El Deber logo
30 de octubre de 2022, 4:00 AM
30 de octubre de 2022, 4:00 AM

Por Esteban Farfán Romero (Yacuiba - Gran Chaco)

Entre 1898 y 1899, nuestro país se enfrascó en una conflagración interna civil, en el que dos bandos (uno conservador y otro vanguardista) ingresaron a una guerra civil que tuvo como consecuencia aproximadamente la pérdida de vida de 1.000 bolivianos.

La causa de fondo de esta gresca fue el cambio/retención de la hegemonía política, como resultado del cambio de lugar de la potencia económica. Potosí dejó de ser el generador económico y pasó a Oruro, por lo que poco a poco Sucre perdió poder económico y poblacional, trasladándose a La Paz.

Resultado de ese giro geopolítico, se produjo esta guerra que terminó con el triunfo de los liberales a la cabeza de José Manuel Pando y Pablo Zárate Villca, cabalgando sobre el discurso del federalismo, que estratégicamente fue usado como punta de lanza, y que después fue archivado por los mismos paceños y promotores.

En la actualidad, la historia se repite. Hay una guerra de baja intensidad, con la diferencia que ahora no es con armas de fuego y desembozada, sino controlada, con medios democráticos, con reglas modernas de la política. El poder económico cambió de residencia, y ahora es Santa Cruz, por lo que la nueva hegemonía reclama (como es natural y legítimo) el poder político para sí. Detrás del Censo hay una disputa feroz de élites (cruceña contra la paceña) por la hegemonía política.

El Censo va a revelar y confirmar finalmente esta nueva realidad socioeconómica política que es histórica. La disputa no es solamente por los recursos económicos de la coparticipación, sino, sobre todo, por el poder político. El eje se traslada a Santa Cruz y el futuro es Santa Cruz, porque hay una visión económica política exitosa, que se va a imponer e irradiar a todo el país.

El crecimiento económico de Santa Cruz es impresionante y acelerado, por lo tanto, el demográfico, lo que le otorga un peso político muy importante. Ahora, busca definir un nuevo pacto político con la nueva correlación de fuerzas, y para ello, el Censo es cuestión de vida o muerte.

Luego del Censo, viene el pacto fiscal, el reordenamiento del mapa político (escaños), el coste competencial, la definición del nuevo mapa de la pobreza, y la definición de la nueva ruta de desarrollo y progreso del país.

Lo que me duele hasta el alma, es el triste y patético espectáculo que dieron nuestros políticos chaqueños, al expresar públicamente su apoyo al Gobierno, que en el fondo se opone al Censo, que se resiste con uñas y dientes al cambio que se viene, y que es imparable.

El alcalde de Yacuiba, Carlos Bru (MAS), y el ejecutivo regional José Luis Ábrego (MAS), totalmente desubicados y a contra ruta de la historia, salieron a disparar duro contra Santa Cruz, estrellándose con la historia del Chaco, que siempre ha acompañado la lucha por el 11%, la elección de alcaldes, la elección de prefectos, la autonomía, etc.

Bru y Ábrego pasan a la historia como traidores de su pueblo y de la historia reciente del Chaco, que siempre ha actuado a la vanguardia.
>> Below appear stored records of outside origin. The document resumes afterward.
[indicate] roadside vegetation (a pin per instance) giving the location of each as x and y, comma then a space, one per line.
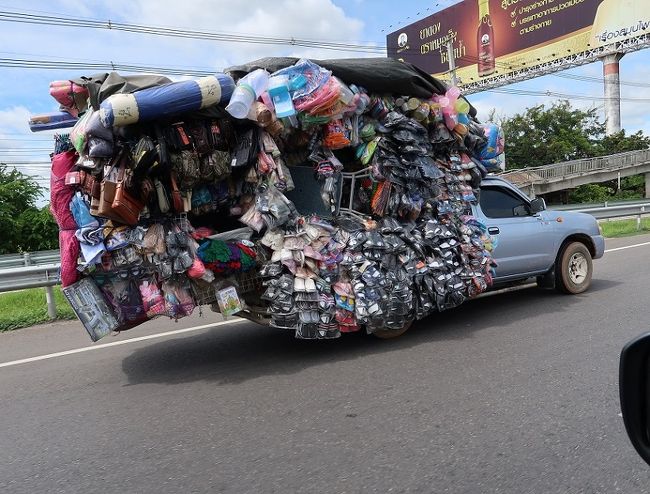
542, 135
27, 307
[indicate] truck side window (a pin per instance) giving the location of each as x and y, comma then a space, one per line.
500, 203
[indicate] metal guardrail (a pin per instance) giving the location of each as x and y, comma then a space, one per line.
41, 269
605, 204
574, 168
8, 261
46, 275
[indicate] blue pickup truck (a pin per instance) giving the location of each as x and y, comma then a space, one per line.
556, 247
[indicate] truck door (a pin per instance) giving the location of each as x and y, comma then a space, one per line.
525, 242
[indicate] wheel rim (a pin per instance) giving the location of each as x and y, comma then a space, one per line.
578, 268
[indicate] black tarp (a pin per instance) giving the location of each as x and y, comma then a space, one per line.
377, 75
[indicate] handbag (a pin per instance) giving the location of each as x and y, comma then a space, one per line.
108, 187
126, 204
163, 199
177, 200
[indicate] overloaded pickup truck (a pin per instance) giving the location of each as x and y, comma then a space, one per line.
555, 247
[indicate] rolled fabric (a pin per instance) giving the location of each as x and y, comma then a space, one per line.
49, 121
169, 99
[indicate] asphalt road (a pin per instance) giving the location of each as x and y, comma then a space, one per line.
514, 393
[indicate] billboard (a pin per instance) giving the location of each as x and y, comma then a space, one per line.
493, 37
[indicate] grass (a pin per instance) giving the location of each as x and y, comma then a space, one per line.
27, 307
624, 228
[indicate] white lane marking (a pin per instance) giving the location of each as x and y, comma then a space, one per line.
122, 342
628, 247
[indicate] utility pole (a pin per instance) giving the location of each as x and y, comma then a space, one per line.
452, 63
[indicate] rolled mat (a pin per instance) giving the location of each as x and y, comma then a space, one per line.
49, 121
169, 99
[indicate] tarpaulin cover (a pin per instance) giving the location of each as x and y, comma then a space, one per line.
377, 75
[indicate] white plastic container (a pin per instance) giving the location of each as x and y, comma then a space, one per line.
248, 89
279, 92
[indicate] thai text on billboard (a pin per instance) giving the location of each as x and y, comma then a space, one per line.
494, 37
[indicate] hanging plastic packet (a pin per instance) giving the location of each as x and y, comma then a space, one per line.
334, 137
152, 298
178, 300
229, 302
304, 77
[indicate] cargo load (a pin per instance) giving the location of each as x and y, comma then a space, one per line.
318, 197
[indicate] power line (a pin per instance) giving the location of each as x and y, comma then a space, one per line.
55, 20
578, 77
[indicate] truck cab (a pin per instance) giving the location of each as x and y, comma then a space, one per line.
556, 247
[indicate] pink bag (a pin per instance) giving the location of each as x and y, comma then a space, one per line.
197, 270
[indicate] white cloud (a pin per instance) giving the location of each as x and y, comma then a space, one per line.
309, 19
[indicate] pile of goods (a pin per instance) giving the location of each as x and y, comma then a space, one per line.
319, 198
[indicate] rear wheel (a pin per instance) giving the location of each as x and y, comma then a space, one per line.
573, 269
389, 334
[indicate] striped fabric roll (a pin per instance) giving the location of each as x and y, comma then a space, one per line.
170, 99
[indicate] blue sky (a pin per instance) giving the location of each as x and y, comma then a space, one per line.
25, 91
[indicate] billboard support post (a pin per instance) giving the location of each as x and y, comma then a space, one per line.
612, 92
452, 64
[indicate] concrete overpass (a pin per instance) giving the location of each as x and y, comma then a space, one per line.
570, 174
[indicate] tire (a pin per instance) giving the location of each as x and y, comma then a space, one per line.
389, 334
573, 269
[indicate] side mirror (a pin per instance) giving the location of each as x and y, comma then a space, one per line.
537, 205
633, 387
520, 211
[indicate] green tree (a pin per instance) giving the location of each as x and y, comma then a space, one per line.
541, 135
24, 226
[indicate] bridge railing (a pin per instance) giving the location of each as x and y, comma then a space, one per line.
578, 167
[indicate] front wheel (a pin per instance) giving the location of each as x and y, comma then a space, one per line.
573, 269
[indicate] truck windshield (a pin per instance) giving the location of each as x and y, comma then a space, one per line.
497, 202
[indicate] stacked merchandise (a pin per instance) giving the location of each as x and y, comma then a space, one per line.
174, 195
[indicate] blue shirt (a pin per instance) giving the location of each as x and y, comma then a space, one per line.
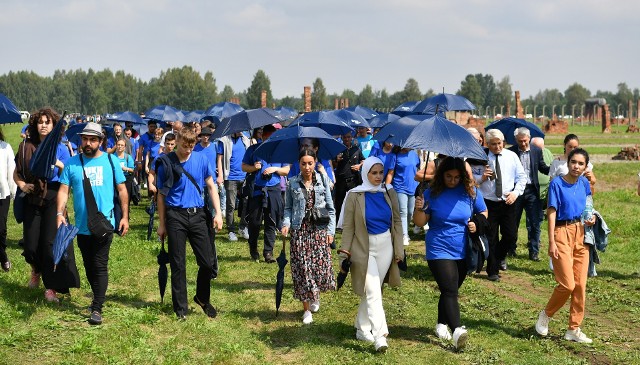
569, 200
183, 194
449, 213
100, 174
405, 166
377, 212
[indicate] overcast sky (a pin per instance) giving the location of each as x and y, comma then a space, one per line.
538, 44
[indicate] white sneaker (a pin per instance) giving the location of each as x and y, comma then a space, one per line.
380, 344
442, 331
314, 306
542, 326
307, 317
365, 336
460, 337
577, 335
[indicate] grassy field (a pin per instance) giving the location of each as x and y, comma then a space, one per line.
139, 329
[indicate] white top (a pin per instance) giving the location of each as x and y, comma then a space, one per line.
7, 166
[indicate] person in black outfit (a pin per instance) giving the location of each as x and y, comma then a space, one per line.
347, 171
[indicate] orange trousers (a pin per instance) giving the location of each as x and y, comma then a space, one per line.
570, 269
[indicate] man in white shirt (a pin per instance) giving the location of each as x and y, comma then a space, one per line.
502, 182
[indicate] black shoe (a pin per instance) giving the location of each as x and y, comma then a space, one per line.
268, 258
95, 318
208, 309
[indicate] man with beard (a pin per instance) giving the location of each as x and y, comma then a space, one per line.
101, 174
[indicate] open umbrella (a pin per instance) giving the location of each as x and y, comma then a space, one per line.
443, 103
44, 158
64, 236
508, 125
283, 144
8, 112
165, 113
434, 134
344, 269
282, 262
244, 121
163, 274
363, 111
325, 120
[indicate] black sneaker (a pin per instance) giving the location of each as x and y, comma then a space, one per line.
95, 318
208, 309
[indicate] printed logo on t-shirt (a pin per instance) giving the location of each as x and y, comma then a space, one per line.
95, 175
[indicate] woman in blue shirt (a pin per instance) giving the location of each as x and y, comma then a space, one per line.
448, 206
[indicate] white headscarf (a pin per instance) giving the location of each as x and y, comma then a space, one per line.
366, 185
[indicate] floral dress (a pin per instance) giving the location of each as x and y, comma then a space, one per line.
311, 268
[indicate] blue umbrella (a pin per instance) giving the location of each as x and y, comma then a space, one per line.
244, 121
127, 116
64, 236
44, 158
363, 111
508, 125
383, 119
284, 144
325, 120
353, 119
164, 113
443, 103
219, 111
432, 133
8, 112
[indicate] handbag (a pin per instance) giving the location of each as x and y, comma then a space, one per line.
97, 223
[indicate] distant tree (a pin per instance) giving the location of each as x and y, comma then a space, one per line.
254, 93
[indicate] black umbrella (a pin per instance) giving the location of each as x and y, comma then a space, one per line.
163, 274
282, 262
344, 268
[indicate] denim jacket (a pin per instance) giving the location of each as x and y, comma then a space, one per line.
294, 204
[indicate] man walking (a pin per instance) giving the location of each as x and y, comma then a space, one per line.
101, 174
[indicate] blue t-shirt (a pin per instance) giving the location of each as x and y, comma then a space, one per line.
183, 194
450, 211
211, 154
378, 213
568, 199
100, 174
235, 163
405, 166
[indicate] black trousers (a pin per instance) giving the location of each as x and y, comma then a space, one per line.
449, 275
95, 254
182, 225
502, 221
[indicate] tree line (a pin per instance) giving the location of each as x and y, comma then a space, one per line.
101, 92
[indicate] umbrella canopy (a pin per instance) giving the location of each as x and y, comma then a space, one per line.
8, 112
354, 120
283, 144
432, 133
244, 121
443, 103
363, 111
508, 125
127, 116
64, 236
163, 274
44, 158
164, 113
325, 120
383, 119
219, 111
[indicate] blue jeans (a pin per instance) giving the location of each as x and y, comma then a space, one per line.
407, 202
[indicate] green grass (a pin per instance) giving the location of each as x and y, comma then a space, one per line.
139, 329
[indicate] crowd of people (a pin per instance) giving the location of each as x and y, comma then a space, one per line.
372, 192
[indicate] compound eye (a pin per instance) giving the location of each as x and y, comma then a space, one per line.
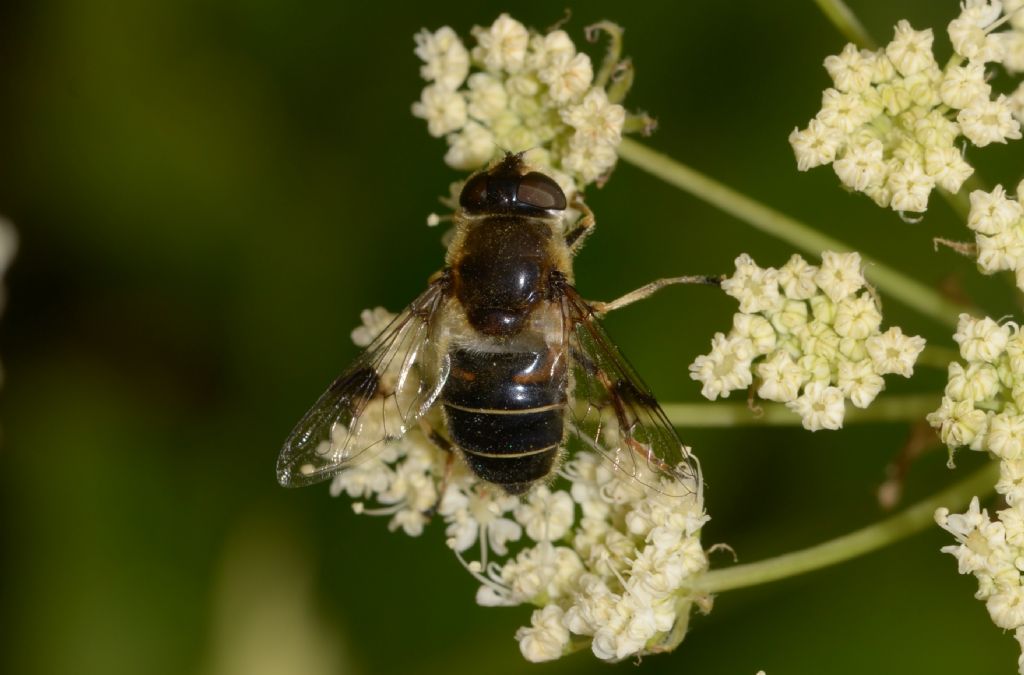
474, 193
541, 192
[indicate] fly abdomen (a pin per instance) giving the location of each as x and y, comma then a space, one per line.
505, 412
Traicionan al pueblo, porque ayudan al Gobierno, intentando detener el curso de la historia, para que la actual estructura no cambie.

Yacuiba y el Gran Chaco debería nuevamente tener como aliado estratégico a Santa Cruz, definiendo condiciones, para que gran parte de la inversión productiva se instale en el Chaco, para que usen la vía de Yacuiba para salir a ultramar con sus productos de exportación a Tartagal y de ahí a los puertos chilenos.

Yacuiba y el Chaco tienen como políticos burócratas, iletrados, ciegos, sin amor por la tierra, sin pasión, sin compromiso, traicionando los intereses del pueblo chaqueño y su historia.